One piece of the story is obvious: Ukraine is normally a major agricultural exporter, but that’s hard to do when Russia is bombarding your railroads and blockading your ports. But there’s more to the story: Russia has halted much of its own grain exports, apparently in an attempt to hold down domestic prices. Kazakhstan, the region’s third-largest agricultural exporter, has followed suit.
Then there’s fertilizer. Modern fertilizer production is energy-intensive, and before the war, Russia was the world’s largest exporter: but Russia has now suspended those exports. Yet, it isn’t just Russia. As a new analysis by Chad Bown and Yilin Wang of the Peterson Institute for International Economics points out, China — another major fertilizer producer — cut off much of its exports last year, again in an apparent attempt to keep domestic prices down. And, as they point out, such export bans are if anything a bigger issue than the tit-for-tat tariff hikes of the U.S.-China trade war.
All of this is causing big problems for agriculture around the world, especially in emerging markets, like Brazil.
This is bad. It’s also an important lesson about the relationship between geopolitics and globalization.
Many people, I think, imagine that globalization is a fairly recent development. Economic historians know, however, that a surprisingly integrated world economy emerged between about 1870 and 1913, made possible by the advanced technology of the time: steamships, railroads and telegraphs. In the early 20th century, Britons were already dining on Canadian wheat, Argentine beef and New Zealand lamb.
Then, geopolitics — wars, the rise of totalitarianism and protectionism — killed off much of this first wave of globalization. Trade revived only with the postwar establishment of the Pax Americana, and it took around 40 years to restore world trade to 1913 levels:
What is true is that this first wave of globalization was relatively simple and largely an exchange of advanced-economy manufactured goods for primarily products like, well, wheat. The complex value chains that characterize the modern world economy, in which, for example, cars made in wealthy nations include chips from Japan and wiring harnesses from Mexico and Ukraine, is indeed a largely post-1990 development, made possible to a large extent by containerization and modern information technology, and has pushed world trade to new heights.
But it turns out that both forms of globalization depend on a relatively stable geopolitical environment – which we seem to be losing. We’re not in the “Guns of August” territory, at least not yet, but there’s a definite whiff of 1914 in the air.
and one surprising aspect of recent economic problems, at least to me, is that they seem for now to be doing more damage to old-style globalization – should we call it globalization 1.0? – than to the complex economic relationships that developed after 1990. Despite the container shortage, the backups at the ports and all that, it’s still fairly easy to buy electronic gadgets that incluse components from a dozen countries.
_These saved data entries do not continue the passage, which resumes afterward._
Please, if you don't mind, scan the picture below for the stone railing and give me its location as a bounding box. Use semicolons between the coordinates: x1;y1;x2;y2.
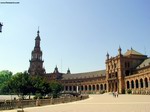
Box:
0;95;89;111
126;89;150;95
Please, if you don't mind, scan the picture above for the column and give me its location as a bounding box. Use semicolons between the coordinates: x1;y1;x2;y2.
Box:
148;81;150;88
76;86;79;93
143;80;146;88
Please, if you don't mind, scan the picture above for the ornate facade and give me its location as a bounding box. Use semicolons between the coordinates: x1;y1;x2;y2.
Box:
28;31;150;94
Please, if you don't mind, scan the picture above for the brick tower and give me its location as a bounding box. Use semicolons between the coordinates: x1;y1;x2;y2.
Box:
28;30;45;75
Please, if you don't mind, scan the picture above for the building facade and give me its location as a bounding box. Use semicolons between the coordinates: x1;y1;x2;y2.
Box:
28;30;150;94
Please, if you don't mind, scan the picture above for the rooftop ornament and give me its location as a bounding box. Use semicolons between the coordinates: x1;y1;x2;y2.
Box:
0;22;3;33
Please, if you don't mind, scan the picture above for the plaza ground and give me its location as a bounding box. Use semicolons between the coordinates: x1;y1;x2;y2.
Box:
3;93;150;112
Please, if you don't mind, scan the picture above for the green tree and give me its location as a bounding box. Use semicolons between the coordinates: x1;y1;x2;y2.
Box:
0;81;11;94
0;70;13;94
49;81;63;98
31;76;51;98
8;71;32;98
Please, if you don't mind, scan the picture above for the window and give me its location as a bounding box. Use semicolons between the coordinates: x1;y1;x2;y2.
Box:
115;72;118;77
109;74;111;78
125;70;130;76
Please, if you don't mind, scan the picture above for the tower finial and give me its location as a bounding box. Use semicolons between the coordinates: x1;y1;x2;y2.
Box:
67;68;71;74
118;45;122;55
54;65;59;73
106;52;109;59
37;26;40;35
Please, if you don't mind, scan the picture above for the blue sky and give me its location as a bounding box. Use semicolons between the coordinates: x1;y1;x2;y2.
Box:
0;0;150;74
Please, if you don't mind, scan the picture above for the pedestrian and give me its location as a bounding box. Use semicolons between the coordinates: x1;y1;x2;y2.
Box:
112;91;116;97
115;91;118;97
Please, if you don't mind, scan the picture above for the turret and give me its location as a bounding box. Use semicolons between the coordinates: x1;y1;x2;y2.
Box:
54;65;59;73
67;68;71;74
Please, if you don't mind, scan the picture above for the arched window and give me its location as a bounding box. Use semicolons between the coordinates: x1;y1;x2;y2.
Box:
127;81;130;89
140;79;143;88
96;84;99;90
135;80;139;88
85;85;87;91
89;85;91;91
104;84;107;90
145;78;148;88
69;86;72;91
100;84;103;90
93;85;95;91
73;86;76;91
65;86;68;91
131;80;134;89
81;86;84;91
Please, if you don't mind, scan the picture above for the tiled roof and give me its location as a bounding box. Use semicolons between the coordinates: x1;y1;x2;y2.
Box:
124;48;144;56
136;58;150;69
62;70;106;80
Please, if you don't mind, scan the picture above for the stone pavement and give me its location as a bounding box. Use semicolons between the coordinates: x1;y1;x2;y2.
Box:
3;93;150;112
What’s really getting hit hard now is cruder stuff, like trade in wheat and fertilizer.
In any case, even before the invasion of Ukraine, there were growing reasons to wonder about the future of globalization. We’re often told that trade promotes peace, which may or may not be true. One thing that’s for sure, however, is that peace promotes trade. And as he world becomes a more dangerous place, things we take for granted, like large-scale trade in food, may be far more vulnerable than anyone realized.